Si au moins la puissance pendant le moussage était bonne, on pourrait tolérer ce chauffage et refroidissement. Mais c'est précisément sur la puissance que l'on ne peut rien dire de bon sur la machine. Pour mousser la quantité de lait pour un cappuccino, cela prend plus d'une minute si le lait sort frais du réfrigérateur. Parfois, la puissance s'effondre complètement, ce que les Kaffeemacher ont également dû subir plusieurs fois dans leur test, et la machine doit se réchauffer à nouveau. Si vous aviez l'idée de mousser le lait pour deux cappuccinos en même temps, cet effondrement de puissance se produit presque toujours. Je dois donc vraiment vous le déconseiller…
Néanmoins, du fait du chauffage lent du lait, le moussage peut être très bien pratiqué et on peut très bien distinguer la phase de tirage et de roulement. Avec un peu de patience, il est possible de faire de beaux cappuccinos avec l'Orione, y compris du latte art !
Au cours du temps, la puissance vapeur de la machine semblait diminuer de plus en plus et pendant le moussage, il y avait aussi une bonne quantité de vapeur s'échappant du groupe de brassage. Après quelques recherches sur Google, le problème semblait trouvé, la machine semblait avoir accumulé trop de calcaire malgré l'eau filtrée. À l'aide de la vidéo YouTube suivante, j'ai ensuite détartré la machine en accordant une attention particulière à la soupape à trois voies qui se trouve entre la buse vapeur et le groupe de brassage. Si du calcaire s'y accumule, il s'échappe de la vapeur du groupe de brassage pendant le moussage et au fil du temps, cela endommage aussi la soupape. Depuis le détartrage, la machine a plus de puissance vapeur que jamais et me semble même fonctionner mieux qu'après récupération. Les problèmes de puissance vapeur stagnantte pendant le moussage se sont également réduits au minimum si l'on suit les astuces suivantes.
Astuces et conseils
Avant même de recevoir la machine, je voulais absolument trouver un moyen de maîtriser le problème de puissance vapeur stagnantte mentionné par les Kaffeemacher. J'ai consacré beaucoup de temps à cela et j'ai joué avec la machine jusqu'à ce que j'arrive à la solution suivante :
La solution pour une vapeur puissante sans stagnation
Pas de stress, la machine a juste besoin d'un peu de temps. Après qu'un espresso a été tiré, la machine se réchauffe à nouveau, visible par la lumière rouge brillante. Si vous commencez à déployer la buse vapeur et à souffler pendant que le thermoblock se réchauffe, le thermoblock n'a absolument aucune envie et vous punira avec une chute massive de vapeur pendant le moussage. Mais si vous donnez du temps à la machine pour se réchauffer (lumière rouge éteinte), puis vous attendez environ 5-10 secondes de plus et seulement alors vous soufflez la buse vapeur, j'ai rarement ou jamais eu de problèmes avec une vapeur stagnantte. Important, cependant, ne peut être mousée que la quantité de lait pour un cappuccino, sinon cet astuce malheureusement ne fonctionne pas. Mousser deux cappuccinos à la fois n'est donc malheureusement pas possible avec cet astuce non plus.

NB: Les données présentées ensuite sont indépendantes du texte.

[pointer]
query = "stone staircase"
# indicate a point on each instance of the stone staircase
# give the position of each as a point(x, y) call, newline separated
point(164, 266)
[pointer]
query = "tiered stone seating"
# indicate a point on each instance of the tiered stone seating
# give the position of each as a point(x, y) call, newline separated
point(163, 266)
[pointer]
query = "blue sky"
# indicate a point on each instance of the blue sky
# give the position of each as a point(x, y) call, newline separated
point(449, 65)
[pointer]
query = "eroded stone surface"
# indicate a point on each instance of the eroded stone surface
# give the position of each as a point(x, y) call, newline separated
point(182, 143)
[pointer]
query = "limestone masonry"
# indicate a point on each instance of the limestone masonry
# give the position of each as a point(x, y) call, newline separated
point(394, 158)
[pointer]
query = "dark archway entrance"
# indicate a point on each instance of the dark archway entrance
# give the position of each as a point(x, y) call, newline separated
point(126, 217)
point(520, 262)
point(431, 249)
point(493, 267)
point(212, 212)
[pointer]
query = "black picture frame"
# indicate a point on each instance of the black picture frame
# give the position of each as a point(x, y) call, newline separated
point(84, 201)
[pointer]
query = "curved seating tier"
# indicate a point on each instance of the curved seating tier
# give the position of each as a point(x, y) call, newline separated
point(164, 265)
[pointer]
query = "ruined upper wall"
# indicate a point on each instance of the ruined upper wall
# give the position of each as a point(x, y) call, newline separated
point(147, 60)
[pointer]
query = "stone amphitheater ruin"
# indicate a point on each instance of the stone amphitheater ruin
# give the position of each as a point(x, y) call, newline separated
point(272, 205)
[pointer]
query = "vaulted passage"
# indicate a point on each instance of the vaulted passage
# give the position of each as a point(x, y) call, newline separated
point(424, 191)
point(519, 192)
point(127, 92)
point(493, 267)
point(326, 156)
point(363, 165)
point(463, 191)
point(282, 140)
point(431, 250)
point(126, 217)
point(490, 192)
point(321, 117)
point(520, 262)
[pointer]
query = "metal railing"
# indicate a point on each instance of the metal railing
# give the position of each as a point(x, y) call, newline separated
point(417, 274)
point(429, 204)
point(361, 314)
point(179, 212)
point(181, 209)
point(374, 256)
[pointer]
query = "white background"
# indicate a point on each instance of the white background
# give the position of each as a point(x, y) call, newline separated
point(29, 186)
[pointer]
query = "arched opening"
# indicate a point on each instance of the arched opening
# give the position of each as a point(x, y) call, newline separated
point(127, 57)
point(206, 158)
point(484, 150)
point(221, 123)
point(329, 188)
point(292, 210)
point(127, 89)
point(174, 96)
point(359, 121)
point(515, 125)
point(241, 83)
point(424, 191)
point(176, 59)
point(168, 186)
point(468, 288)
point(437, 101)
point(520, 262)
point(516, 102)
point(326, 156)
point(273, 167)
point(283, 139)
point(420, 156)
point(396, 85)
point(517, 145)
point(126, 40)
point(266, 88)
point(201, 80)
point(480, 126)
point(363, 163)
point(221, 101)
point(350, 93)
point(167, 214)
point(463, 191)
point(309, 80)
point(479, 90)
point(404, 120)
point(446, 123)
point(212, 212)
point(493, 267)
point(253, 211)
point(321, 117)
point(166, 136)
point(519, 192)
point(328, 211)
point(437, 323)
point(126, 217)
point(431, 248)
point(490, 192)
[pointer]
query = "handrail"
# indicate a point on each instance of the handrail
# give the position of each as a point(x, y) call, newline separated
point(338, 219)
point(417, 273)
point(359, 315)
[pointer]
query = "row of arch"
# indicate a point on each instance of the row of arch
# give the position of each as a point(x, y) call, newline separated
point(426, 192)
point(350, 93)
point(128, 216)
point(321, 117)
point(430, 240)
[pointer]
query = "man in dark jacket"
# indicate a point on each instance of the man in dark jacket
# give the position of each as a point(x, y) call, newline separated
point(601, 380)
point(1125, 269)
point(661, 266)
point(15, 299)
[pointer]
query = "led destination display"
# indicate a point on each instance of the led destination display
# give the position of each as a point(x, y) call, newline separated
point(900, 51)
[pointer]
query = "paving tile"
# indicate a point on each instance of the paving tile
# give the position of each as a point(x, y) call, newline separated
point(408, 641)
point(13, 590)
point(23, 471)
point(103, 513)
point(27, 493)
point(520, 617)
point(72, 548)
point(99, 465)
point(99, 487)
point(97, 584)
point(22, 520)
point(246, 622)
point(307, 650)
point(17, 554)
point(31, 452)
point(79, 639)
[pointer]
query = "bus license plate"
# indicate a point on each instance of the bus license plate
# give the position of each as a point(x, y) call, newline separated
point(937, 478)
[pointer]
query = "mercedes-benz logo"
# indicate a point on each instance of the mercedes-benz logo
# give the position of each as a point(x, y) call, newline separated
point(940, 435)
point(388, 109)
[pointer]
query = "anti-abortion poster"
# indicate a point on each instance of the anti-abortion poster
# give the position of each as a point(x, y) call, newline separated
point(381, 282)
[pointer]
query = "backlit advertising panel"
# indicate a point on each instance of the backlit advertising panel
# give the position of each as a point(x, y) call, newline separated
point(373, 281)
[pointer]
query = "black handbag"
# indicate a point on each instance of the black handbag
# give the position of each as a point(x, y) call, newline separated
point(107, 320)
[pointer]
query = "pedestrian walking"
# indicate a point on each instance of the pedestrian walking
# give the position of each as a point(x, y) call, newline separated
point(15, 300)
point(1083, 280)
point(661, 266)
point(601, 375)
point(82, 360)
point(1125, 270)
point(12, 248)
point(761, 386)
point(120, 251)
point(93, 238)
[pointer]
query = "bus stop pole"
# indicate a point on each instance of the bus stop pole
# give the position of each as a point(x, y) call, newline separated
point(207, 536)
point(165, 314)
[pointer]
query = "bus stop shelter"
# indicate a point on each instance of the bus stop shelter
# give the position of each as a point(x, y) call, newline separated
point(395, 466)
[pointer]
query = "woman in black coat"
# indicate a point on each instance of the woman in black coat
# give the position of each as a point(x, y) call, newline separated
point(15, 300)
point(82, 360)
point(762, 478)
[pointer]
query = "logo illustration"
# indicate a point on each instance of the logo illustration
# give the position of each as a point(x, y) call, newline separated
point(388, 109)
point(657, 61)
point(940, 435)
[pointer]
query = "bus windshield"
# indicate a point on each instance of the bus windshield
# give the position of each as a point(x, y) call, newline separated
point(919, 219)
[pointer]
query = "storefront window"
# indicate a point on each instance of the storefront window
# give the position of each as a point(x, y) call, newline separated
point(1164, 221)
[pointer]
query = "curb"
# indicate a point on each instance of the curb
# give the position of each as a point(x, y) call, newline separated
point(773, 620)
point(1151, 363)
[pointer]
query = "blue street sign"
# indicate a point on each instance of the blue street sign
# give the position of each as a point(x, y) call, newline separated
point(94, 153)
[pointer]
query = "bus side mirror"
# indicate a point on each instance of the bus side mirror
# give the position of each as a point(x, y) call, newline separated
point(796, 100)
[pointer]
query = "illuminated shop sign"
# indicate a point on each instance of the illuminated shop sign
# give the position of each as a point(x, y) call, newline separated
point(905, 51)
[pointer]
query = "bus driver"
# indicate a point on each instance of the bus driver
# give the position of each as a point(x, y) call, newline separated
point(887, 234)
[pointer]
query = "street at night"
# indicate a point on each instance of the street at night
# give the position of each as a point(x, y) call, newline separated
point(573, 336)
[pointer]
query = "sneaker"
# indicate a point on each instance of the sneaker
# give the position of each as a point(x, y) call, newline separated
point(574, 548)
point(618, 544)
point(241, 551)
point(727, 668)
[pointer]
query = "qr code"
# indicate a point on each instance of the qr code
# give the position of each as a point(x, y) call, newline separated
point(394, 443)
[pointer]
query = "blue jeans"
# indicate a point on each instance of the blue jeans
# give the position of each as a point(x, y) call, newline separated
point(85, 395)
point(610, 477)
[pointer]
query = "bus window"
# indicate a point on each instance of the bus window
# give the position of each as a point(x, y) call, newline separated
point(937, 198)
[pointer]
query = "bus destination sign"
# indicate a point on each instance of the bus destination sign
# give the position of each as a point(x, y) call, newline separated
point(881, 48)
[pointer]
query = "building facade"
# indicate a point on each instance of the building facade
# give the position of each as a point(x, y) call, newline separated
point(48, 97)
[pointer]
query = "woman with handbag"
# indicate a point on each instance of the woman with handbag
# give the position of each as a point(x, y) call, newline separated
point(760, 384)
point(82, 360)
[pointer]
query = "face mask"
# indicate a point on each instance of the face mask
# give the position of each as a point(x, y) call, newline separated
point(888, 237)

Si une chute de vapeur se produit quand même pendant le moussage, le plus grand problème est que la mousse se dépose sur le dessus du lait et il n'y a plus de mélange approprié car le lait ne tourne plus bien dans le pot. On peut contrecarrer cela en immergeant plus profondément le pot de lait pendant le moussage et en gardant manuellement le lait en mouvement. Ce n'est pas particulièrement pratique et n'est pas vraiment l'objectif, cependant j'ai eu une mousse de lait acceptable pour le latte art avec cette technique.
Enfin, fais du bien à ta machine et détartre-la simplement ! Ce n'est pas de la science-fiction, mais si tu n'es pas sûr, tu peux aussi la faire détartrer par un magasin spécialisé.
Utilisation d'autres filtres
De ma machine précédente, j'utilisais un filtre de précision VST dont j'étais très satisfait et que je voulais réutiliser. L'Orione nécessite des filtres classiques de 58 mm en termes de diamètre, il ne devrait donc y avoir aucun problème.
Mais attend. Les filtres classiques de 58 mm ont un bord incurvé (à gauche dans l'image).
Après que l'Orione ait aspergé le plateau d'eau et de café, j'ai réalisé que l'Orione nécessitait absolument un filtre avec un bord plat, sinon le joint d'étanchéité avec le filtre ne pouvait pas maintenir la pression. Eh bien, pour presque chaque problème, Internet a une solution et ce n'était pas différent ici. Sur le forum Kaffee-Netz, j'ai trouvé assez rapidement des propriétaires ayant le même problème. Un utilisateur a rapporté qu'il avait simplement plié le bord du filtre 58 mm normal à l'aide d'une pince plate et d'un marteau. Le plan était clair, il fallait l'essayer ! Après un court pliage et martelage, le bord était plat et j'ai pu utiliser mon filtre fraîchement acheté et modifié (à droite dans l'image) dans l'Orione presque sans problème !
Au départ, il y avait encore un peu de fuite d'eau, qui s'écoulait lentement le long du piston et de la poignée. Après avoir rendu le bord du filtre un peu plus uniformément plat, ce problème était aussi résolu.
Conclusion générale
La QuickMill Orione 3000 m'a beaucoup amusé pendant les tests et a produit beaucoup de cafés délicieux ! Il y avait quelques problèmes à résoudre, mais pour (presque) tout, il y avait finalement une solution. Un problème qui cependant ne peut être résolu que par une grande expertise ou par QuickMill lui-même est l'absence de soupape de décharge. Malheureusement, la QuickMill n'a pas de telle soupape, c'est pourquoi la pression à l'extraction est très élevée au début et s'aplatit lentement. Cela entraîne probablement aussi les résultats différents décrits pour les espressos. Car même si le moulin est bien réglé et que le café moulu est comprimé avec la même pression, le résultat sera toujours un peu différent en raison de la pression variable.
Pour moi, une machine à porte-filtre signifie une quête constante du café/espresso/cappuccino parfait. Mais je n'ai jamais vraiment pu l'atteindre avec la QuickMill. Il n'y a aucun doute que les espressos et cappuccinos que j'ai bus étaient parfois très bons, mais après un an, j'ai l'impression d'avoir épuisé la machine et qu'il n'y a plus aucun moyen d'améliorer mes résultats.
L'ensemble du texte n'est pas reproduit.